In what ways does your family impact your research career and vice versa? (1) Having a supportive partner who invests in equitable parenting is helpful
(2) Families do not understand what academic researchers do; COVID was a helpful experience to show the need for and lifecycle of research.
(3) Family is primarily proud of academic achievements though some may perceive that advanced degrees confers perception of superiority.
(4) Having the ability to bring children to scientific conferences during breastfeeding is helpful.
(5) There is a need to be intentional about carving out time for family since research is a consuming career. Strategies include not scheduling work events during important family events.
(6) There was recognition that others can achieve one’s research goals, but others cannot parent one’s child. Made conscious decisions to be present as a parent, which may limit ability to be prolific in research.
Describe, if any, ways that CFAR may or may not have helped provide a sense of belonging. (1) Cultures, norms, and values in academia determined by well-represented people with resources are elusive and challenging.
(2) Building community of underrepresented investigators with complementary scientific interests is difficult because, by definition (i.e., under-represented) those intersections are rarer.
(3) Allyship from well-represented colleagues is helpful
  Financial Capital
Describe your experiences with research funding. How could the process of applying for grants be improved? How could the process of grant management be improved? (1) There is need to have institutional support at all stages of the grant process otherwise the work will not get done. Post-award processes need particular attention and education for early stage investigators.
(2) Funding opportunities need to be presented to early-stage faculty who should be supported and mentored to successfully apply. Opportunities specifically directed at people from underrepresented groups would be appreciated.
(3) Funding award should be commensurate with the time investment needed to submit the grant
(4) Letters of intent are helpful to quickly gauge whether an idea is fundable.
How would you spend a no-strings-attached $40,000 research grant? (1) Buy dedicated time for research if you’re a clinician.
(2) For childcare to have more time for research.
(3) Doing work with limited funding opportunities e.g., working with undocumented people, sex workers.
(4) Align spending with grant deliverables
(5) Staffing research support to free up early stage investigators time e.g., hiring a postdoc
(6) $40,000 is insufficient to do research.
(7) Obtain preliminary data for an NIH grant or for a high-risk project.
(8) Purchase materials that are not allowable on government funded grants e.g., harm reduction supplies, information technology enhancements, support for querying electronic medical records
(9) Compensating subject matter experts e.g., people with lived experience of HIV
  Additional thoughts
The roles of CFAR in career development of early stage investigators from underrepresented groups (1) CFAR should be more proactive in providing networking and social activities to cultivate a collaborative HIV research community. This can include specific communities of people from underrepresented groups.
(2) People with long histories involved with CFAR seem to enjoy it – more needs to be done to make it more inviting and enjoyable for new members including new faculty and post-docs. Suggestion to systematically reach out to department chairs to invite newly hired investigators with interest in HIV to join CFAR.
(3) The guided approach to applying to career development grants works very well. Hearing how you can improve your application from an internal colleague enables corrections prior to official NIH review.
(4) It’s helpful that the CFAR is shared between Brown and Boston University. CFAR facilitates conferences, collaborations and mentorship.
(5) Many claim to want to improve diversity, equity, inclusion and accessibility but are afraid to do something different for people from underrepresented groups. However, to achieve equity requires doing something different for groups e.g., providing additional support to people who have been historically excluded from additional support. Yet institutions are often afraid or hesitant to do something different.
(6) CFAR should share data about representational diversity at CFAR institutions and amongst recipients of CFAR support.

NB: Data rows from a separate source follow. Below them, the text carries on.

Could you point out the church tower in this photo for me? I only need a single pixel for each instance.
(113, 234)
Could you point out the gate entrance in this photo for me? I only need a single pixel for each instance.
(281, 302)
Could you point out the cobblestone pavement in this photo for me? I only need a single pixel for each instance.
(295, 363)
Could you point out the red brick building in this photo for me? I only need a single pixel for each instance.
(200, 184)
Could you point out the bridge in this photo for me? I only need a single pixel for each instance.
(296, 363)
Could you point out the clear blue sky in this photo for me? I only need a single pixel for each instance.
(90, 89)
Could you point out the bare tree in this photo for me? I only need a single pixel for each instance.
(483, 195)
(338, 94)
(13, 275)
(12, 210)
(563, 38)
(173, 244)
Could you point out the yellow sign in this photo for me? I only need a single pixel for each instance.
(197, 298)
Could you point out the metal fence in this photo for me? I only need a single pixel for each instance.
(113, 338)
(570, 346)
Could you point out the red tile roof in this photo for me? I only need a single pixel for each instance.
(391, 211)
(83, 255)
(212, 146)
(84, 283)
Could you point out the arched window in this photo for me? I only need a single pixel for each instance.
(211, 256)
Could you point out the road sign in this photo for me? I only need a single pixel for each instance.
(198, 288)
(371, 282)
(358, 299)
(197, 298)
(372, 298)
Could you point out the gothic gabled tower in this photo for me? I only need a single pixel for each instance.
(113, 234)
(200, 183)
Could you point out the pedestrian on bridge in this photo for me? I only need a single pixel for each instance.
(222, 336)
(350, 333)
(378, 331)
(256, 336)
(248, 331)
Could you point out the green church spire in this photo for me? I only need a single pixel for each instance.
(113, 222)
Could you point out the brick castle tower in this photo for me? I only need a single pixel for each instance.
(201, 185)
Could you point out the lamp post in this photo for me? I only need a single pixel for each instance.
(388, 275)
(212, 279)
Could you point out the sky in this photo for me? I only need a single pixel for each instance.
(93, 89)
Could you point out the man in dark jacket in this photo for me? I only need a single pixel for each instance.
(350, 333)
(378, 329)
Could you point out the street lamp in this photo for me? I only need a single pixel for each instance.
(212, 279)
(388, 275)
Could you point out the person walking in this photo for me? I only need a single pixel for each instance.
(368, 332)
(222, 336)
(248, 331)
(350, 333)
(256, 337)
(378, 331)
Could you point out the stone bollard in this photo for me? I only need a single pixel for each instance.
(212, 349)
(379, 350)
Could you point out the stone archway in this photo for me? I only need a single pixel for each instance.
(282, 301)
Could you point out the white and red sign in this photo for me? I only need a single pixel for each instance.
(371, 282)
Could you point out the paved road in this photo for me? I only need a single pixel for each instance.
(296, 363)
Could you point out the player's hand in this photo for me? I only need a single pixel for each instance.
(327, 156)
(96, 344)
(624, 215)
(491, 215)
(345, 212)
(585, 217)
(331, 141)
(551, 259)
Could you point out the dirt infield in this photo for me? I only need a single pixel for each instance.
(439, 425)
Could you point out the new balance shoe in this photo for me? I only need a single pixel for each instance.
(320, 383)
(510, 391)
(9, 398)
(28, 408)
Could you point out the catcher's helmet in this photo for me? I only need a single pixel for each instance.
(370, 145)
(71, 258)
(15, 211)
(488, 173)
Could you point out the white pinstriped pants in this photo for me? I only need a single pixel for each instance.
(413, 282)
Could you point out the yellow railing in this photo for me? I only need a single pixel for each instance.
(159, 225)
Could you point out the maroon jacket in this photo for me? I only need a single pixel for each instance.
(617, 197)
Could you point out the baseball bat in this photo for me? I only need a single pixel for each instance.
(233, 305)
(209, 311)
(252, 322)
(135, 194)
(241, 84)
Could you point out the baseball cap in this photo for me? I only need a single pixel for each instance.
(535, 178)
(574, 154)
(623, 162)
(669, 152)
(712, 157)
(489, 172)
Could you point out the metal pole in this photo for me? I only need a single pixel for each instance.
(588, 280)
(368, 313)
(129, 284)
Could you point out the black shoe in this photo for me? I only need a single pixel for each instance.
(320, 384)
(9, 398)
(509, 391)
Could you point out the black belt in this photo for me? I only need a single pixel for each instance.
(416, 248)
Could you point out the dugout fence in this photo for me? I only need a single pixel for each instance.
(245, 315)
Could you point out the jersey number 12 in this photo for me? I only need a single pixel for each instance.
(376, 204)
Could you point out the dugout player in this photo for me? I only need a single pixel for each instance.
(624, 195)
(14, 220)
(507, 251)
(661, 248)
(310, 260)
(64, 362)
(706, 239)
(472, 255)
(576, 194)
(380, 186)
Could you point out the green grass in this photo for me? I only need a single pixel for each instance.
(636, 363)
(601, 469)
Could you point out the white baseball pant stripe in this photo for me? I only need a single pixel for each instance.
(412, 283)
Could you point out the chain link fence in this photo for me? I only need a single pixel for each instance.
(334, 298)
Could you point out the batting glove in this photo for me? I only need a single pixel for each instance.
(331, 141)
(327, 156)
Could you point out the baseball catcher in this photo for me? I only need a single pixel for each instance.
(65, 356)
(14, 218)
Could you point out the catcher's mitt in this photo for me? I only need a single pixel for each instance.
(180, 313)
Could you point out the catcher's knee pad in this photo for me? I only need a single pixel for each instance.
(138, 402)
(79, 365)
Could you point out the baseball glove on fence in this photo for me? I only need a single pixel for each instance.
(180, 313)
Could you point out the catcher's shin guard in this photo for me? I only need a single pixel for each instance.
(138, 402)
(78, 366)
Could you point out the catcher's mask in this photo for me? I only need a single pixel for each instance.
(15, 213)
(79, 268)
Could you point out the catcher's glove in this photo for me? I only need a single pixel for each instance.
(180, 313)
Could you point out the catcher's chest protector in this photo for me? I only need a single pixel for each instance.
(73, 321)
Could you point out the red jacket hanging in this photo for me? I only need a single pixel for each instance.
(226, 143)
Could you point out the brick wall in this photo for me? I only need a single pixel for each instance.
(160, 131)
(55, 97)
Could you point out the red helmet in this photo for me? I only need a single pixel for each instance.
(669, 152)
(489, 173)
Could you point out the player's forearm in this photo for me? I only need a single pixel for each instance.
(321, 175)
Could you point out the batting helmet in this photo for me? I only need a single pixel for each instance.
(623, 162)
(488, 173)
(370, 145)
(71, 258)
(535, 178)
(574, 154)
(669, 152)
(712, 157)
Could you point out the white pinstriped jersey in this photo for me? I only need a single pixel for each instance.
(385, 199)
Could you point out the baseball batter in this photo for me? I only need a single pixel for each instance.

Scientific Human Capital (science socialization and educational endowments)

Participants’ identities, including their race, ethnicity, gender, sexual orientation and being a parent impacted their vision of themselves as scientists. These identities influenced the choice of research topic or population of interest being studied. Some described a sense of duty/responsibility when talking about how their identity led them to choose careers and research foci involving health equity and/or marginalized populations. Others described limited availability of colleagues with whom they shared identities. One expressed a sentiment of feeling left out of diversity, inclusion and equity discussions in biomedical research as an Asian American.

Some participants described the challenges of being the first in their families to receive doctoral degrees. Challenges included perceptions that they were not as prepared as peers to transition from trainee to independent faculty and navigating the federal biomedical research funding landscape as a non-US citizen. One participant described an experience where academic research training time was prematurely stopped in order to make space for professional (clinical) work. Another described limited exposure to grant writing in their graduate program such that they first learned about the different types of NIH grants series (F, T, K, R) during their post-doctoral training.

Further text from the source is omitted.